Sem emoções, sem fé, e sem acção que lhes suceda, as inseguranças dominam-nos e a imaginação torna-se ilusão, torna-se expectativa, e esta dirige-nos, invariavelmente, à frustração. Se a nossa imaginação é a raiz de todos os sonhos, de todas as concretizações e projectos, a insegurança é a raiz de muitos bloqueios, de muitos medos e dúvidas, das frustrações e da ansiedade que daí advém. No fundo, a insegurança é a mente desconectada do nosso ser, da nossa essência, numa visão puramente cartesiana da nossa vida, fechada num conjunto de ilusões, de supostos factos, puros representantes dos nossos medos. Quando não queremos dar voz ao nosso coração, quando não nos propomos a sentir todos os passos que damos, todas as nossas crenças e ideais, tudo o que somos, num espectro de vibração contínua que é a vida, secamos por dentro e fechamo-nos numa angústia que se transforma em materialismo, em inveja, em ciúme e em medo. E o medo é, sem dúvida, a ausência de Amor.

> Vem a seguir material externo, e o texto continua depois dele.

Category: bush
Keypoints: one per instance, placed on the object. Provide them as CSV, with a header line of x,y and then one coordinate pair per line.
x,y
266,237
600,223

Nos tempos em que vivemos, vemos tantos à nossa volta, assim como nós mesmos, ficarmos presos nas nossas inseguranças e medos, esquecendo os seus sonhos, deixando-os guardados numa gaveta da nossa alma, bem lá no fundo, puramente por nos deixarmos levar por tudo o que nos rodeia, por um mundo focado no materialismo e no medo, que nos ensinou a ver todos os obstáculos antes de acreditar numa solução e a desistir ao mínimo desaire, tão pura e simplesmente porque não temos aquelas condições que, achamos, são as ideais para aquilo que pretendemos. Nesta entrega ao nosso lado mais sombrio, deixamos de acreditar na magia, nos milagres, esquecendo-nos que, cada um de nós, na nossa simples e singela existência num universo tão vasto, somos, por nós mesmos, um milagre.
Quando deixamos de ver esta simples realidade, ensinamos aos nossos filhos, às nossas crianças, esse nosso processo de autodestruição, não vendo neles mesmos essa tão simples verdade, que no maior problema está a maior aprendizagem, que tudo é um caminho, que os milagres são reais, que simplesmente não vêm do céu ou de uma qualquer entidade ou ser superior, não que eles não existam ou não tenham esse poder, pelo menos assim sei e acredito, mas sim porque eles só podem auxiliar-nos, dar-nos a sua mão, quando olhamos para nós e voltamos a ver a nossa essência, quando voltamos a acreditar em nós, quando nos permitimos ser os criadores da nossa própria vida e retiramos esse poder a todos aqueles que não o podem ter.